Orkney Folk Festival | Rating: *** | Various venues, Orkney

Along with this year’s box office, the local chip shop and ice-cream sellers must surely have broken new sales records, as musicians and music-lovers fuelled up al fresco by the sun-sparkled harbour, in between the giddy round of concerts and pub sessions – including no fewer than 35 programmed festival events – that make these isles so magically full of noises every May.

Thursday’s opening show at Stromness Town Hall got off to a beatifically gentle and heartwarming start with a set by the Orkney Accordion and Fiddle Club, a much-loved mainstay of the islands’ music scene for nearly 40 years, which was voted Club of the Year at the 2015 Scots Trad Music Awards.

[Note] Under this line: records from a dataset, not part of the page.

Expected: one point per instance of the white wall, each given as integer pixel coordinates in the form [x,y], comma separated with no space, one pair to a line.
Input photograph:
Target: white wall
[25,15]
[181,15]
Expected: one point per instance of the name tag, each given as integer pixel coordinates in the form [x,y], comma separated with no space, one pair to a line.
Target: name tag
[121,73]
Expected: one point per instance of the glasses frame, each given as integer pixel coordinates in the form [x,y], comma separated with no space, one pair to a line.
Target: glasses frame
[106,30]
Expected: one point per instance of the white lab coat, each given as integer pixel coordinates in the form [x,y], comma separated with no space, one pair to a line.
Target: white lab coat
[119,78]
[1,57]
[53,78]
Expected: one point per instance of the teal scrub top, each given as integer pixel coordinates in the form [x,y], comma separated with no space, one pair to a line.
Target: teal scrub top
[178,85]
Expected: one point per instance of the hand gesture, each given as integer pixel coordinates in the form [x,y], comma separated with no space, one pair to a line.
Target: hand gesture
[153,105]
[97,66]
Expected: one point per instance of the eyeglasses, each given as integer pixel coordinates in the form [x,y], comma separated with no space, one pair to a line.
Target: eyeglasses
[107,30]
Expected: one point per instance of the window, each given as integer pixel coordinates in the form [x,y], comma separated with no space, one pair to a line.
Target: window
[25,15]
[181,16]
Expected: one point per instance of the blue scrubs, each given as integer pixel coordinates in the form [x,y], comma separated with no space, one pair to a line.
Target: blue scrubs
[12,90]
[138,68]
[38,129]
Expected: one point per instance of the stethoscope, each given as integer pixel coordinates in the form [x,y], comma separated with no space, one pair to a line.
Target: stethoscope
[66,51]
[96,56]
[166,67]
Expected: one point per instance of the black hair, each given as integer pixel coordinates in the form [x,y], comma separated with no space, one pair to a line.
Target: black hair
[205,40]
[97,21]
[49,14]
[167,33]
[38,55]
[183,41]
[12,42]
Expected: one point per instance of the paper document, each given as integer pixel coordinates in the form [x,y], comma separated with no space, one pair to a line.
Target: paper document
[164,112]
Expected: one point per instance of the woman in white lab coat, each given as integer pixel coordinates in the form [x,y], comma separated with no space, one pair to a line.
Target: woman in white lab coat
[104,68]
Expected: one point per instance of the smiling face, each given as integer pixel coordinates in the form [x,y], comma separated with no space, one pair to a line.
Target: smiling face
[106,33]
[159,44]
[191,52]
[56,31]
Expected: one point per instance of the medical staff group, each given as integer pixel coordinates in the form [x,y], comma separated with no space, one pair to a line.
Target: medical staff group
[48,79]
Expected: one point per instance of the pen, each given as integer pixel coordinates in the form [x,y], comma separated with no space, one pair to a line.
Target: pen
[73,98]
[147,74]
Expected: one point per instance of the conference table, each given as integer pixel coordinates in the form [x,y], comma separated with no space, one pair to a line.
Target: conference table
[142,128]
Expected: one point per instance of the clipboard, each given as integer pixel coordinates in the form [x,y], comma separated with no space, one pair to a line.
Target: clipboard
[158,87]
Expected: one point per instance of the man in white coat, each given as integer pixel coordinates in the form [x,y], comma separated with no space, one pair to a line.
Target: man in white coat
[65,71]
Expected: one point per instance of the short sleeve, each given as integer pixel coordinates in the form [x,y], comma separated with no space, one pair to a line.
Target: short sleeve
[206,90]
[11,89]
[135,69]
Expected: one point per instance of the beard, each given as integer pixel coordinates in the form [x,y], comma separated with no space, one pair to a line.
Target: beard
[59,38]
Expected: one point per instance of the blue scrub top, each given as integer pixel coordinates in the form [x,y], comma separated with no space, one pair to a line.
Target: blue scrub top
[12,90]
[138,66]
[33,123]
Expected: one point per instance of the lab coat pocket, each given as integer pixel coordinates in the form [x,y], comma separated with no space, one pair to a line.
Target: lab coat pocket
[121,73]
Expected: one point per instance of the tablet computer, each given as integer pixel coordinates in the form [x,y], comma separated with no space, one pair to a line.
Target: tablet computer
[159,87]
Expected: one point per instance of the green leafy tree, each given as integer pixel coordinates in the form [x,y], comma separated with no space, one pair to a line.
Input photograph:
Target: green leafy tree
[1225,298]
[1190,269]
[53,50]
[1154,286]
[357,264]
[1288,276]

In a line-up that ranged from teenagers to octogenarians, its members’ delight and pride at taking the Folk Festival stage was touchingly apparent, and their audience reciprocated with some of the night’s loudest applause.

Next up was that most unassuming of legends, Irish-American fiddler Liz Carroll, who’d already treated some local primary kids to a performance that morning, and now proceeded comprehensively to demonstrate why she’s held in such rarefied esteem. Nimbly accompanied by guitarist Sean Óg Graham, she enriched her material with such a wealth of ornamentation, harmonic colour, expressive nuance and rhythmic sensitivity as to sound like two or three fiddlers at work.

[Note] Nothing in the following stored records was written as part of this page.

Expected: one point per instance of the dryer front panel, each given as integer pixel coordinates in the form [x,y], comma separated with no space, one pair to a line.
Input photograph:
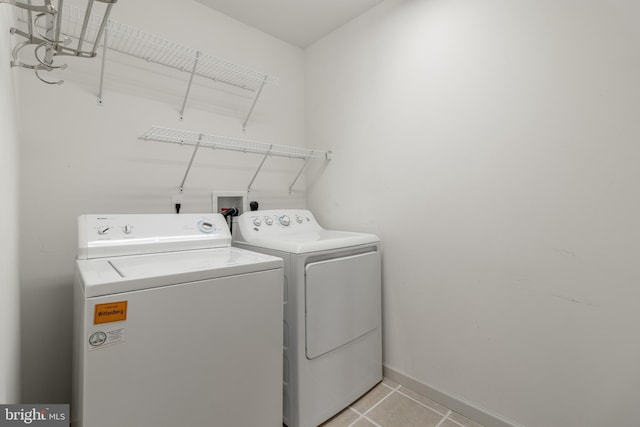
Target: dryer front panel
[342,301]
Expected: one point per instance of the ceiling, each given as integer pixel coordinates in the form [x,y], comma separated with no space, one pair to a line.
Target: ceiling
[299,22]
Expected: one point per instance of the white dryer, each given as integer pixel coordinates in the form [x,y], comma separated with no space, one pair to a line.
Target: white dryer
[173,326]
[332,311]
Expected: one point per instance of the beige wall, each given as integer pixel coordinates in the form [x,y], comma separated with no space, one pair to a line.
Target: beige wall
[9,271]
[493,146]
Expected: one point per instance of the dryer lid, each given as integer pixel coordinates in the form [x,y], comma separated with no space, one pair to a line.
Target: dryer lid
[294,231]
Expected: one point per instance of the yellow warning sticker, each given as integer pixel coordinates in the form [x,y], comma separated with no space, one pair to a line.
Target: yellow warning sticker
[110,312]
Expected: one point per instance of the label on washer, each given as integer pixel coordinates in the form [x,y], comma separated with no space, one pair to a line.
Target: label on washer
[110,312]
[105,338]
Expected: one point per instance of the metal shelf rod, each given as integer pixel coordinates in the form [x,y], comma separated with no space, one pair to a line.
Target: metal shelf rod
[259,167]
[186,95]
[193,156]
[304,165]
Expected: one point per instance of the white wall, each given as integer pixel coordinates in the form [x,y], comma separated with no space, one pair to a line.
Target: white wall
[80,158]
[493,145]
[9,271]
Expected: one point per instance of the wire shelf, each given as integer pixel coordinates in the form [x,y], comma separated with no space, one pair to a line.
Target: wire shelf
[199,140]
[182,137]
[153,48]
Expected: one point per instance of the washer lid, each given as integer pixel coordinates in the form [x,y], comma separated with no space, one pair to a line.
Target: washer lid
[105,276]
[293,231]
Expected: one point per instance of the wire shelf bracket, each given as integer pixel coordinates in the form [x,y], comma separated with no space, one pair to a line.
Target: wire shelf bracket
[46,24]
[200,140]
[152,48]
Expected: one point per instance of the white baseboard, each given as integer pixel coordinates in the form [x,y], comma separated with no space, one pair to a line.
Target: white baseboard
[455,403]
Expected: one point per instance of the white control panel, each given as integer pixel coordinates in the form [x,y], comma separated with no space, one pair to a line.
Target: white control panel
[114,235]
[275,222]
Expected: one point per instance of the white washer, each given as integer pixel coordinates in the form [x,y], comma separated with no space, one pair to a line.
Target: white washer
[332,333]
[173,326]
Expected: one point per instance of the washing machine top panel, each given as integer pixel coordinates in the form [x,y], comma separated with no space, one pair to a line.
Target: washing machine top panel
[106,276]
[294,231]
[114,235]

Perhaps aptly, the evening’s final act, Session A9, featured another four – and four of Scotland’s finest, at that, backed up with equal finesse and honky-tonk swagger on piano, guitar and percussion.

The fiddle’s continuing prominence in contemporary folk music was further demonstrated by the contrasting mastery of Finland’s Frigg – another septet with a four-fiddle frontline, brilliantly and buoyantly reworking their native music with influences from bluegrass to heavy metal – and young Shetlander Maggie Adamson, accompanied by guitarist/singer Brian Nicholson, whose bravura set, alongside traditional tunes, took in a dazzling swing/jazz showpiece, The Hot Canary, and an instrumental Somewhere Over the Rainbow.

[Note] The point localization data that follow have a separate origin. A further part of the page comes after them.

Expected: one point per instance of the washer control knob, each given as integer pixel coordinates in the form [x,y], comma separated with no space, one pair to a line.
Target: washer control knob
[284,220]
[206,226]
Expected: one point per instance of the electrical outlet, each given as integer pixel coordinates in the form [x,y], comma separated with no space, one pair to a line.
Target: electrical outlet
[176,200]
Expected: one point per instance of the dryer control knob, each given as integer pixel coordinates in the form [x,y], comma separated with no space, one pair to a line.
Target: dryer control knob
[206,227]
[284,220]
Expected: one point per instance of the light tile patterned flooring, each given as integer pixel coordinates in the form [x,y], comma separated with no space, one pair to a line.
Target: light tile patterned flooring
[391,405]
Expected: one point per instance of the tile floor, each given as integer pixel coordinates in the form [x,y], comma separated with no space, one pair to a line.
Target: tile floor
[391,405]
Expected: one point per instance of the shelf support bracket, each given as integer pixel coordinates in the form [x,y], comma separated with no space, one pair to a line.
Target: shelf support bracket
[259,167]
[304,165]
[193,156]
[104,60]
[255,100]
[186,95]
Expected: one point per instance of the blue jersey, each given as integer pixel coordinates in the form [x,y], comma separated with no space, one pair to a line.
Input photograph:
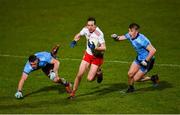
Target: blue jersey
[44,59]
[139,44]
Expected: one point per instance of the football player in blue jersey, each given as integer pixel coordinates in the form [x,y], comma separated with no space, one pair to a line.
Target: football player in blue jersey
[144,60]
[47,61]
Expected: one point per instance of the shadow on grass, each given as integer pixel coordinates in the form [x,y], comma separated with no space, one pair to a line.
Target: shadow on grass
[60,89]
[106,88]
[162,85]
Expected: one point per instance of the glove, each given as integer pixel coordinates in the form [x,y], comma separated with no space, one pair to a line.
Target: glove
[18,94]
[52,75]
[73,43]
[144,63]
[91,45]
[115,37]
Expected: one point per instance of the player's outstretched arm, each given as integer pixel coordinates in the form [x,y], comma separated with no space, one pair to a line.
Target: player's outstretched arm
[151,50]
[56,65]
[102,47]
[118,38]
[19,94]
[74,42]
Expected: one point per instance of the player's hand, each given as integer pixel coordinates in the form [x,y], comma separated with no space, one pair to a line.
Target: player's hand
[52,75]
[91,45]
[19,95]
[115,37]
[144,63]
[73,43]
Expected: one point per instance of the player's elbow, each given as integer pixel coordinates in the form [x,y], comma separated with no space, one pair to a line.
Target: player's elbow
[57,63]
[153,51]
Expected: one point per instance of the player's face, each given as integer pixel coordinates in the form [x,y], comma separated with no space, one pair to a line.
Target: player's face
[91,26]
[34,64]
[133,32]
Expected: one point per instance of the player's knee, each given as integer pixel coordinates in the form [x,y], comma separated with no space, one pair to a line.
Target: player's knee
[130,74]
[56,80]
[58,63]
[90,78]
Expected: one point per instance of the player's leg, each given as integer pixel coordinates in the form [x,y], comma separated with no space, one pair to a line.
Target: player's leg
[82,69]
[54,51]
[92,72]
[132,71]
[153,78]
[48,70]
[99,74]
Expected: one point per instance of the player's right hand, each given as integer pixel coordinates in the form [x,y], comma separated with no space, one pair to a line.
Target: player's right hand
[73,43]
[115,37]
[19,95]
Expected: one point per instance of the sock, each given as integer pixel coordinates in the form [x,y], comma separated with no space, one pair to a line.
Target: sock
[131,86]
[63,81]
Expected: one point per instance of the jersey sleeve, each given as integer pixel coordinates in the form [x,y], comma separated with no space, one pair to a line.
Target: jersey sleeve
[101,39]
[127,36]
[82,32]
[144,41]
[27,68]
[48,58]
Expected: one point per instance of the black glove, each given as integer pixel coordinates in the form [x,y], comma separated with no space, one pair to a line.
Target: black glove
[91,45]
[73,43]
[115,37]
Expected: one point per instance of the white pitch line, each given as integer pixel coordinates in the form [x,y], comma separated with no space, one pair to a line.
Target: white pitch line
[107,61]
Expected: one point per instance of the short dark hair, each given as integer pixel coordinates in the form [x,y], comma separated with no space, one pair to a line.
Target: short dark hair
[92,19]
[134,25]
[32,58]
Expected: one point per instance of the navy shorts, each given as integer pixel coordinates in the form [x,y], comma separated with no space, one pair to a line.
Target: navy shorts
[147,68]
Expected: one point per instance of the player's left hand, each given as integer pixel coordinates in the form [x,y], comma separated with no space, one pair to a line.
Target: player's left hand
[91,45]
[115,37]
[19,95]
[73,44]
[144,63]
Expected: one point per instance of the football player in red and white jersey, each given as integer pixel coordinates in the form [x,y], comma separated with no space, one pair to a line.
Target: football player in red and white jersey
[93,57]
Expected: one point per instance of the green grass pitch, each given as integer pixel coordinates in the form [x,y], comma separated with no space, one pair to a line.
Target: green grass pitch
[28,26]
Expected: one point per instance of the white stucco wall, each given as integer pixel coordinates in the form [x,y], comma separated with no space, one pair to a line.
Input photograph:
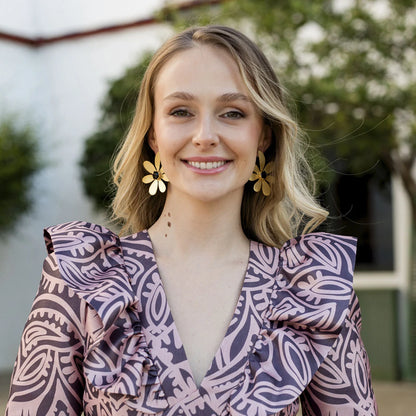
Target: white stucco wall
[58,89]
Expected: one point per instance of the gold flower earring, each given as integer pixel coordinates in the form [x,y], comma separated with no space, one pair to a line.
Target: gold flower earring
[262,175]
[156,177]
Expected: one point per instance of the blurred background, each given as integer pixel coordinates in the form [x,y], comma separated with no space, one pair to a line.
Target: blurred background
[69,75]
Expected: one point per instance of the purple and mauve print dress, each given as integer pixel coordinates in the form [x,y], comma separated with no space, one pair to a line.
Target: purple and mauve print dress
[100,338]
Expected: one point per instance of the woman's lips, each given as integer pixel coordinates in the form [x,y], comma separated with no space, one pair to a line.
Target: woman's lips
[207,165]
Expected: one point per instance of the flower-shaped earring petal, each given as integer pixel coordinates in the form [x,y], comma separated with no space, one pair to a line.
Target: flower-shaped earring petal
[156,177]
[262,175]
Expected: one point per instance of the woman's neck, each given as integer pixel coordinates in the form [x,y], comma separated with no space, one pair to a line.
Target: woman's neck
[213,228]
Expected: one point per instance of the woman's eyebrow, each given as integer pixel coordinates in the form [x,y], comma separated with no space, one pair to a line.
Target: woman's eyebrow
[224,98]
[233,96]
[181,95]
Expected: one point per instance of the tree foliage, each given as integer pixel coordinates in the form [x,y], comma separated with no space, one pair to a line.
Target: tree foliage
[350,68]
[117,111]
[18,163]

Folk song always features strongly on the Orkney festival bill, with the vocal contingent headed here by Gaelic star Julie Fowlis, countering her tradition’s reputation for unremitting tragedy in an array of livewire, quicksilver puirt-à-beul numbers as well as haunting darker ballads, immaculately backed by a trio including Duncan Chisholm, whose exquisite fiddle tone at times uncannily resembled a second, harmonising voice.

Fowlis also featured in Saturday’s show hosted by the outstanding Orkney duo Saltfishforty, whose numbers swelled to a veritable big band by the end, with the likes of trombonist Rick Taylor, Frigg fiddler Esko Järvelä and local accordion legend Billy Peace also among their guests.

The pinnacle of an all-round thrilling performance came right at the end, when Fowlis was heard like you’ve never heard her before, absolutely belting out a verse of the old George Strait/Willie Nelson classic, Milk Cow Blues.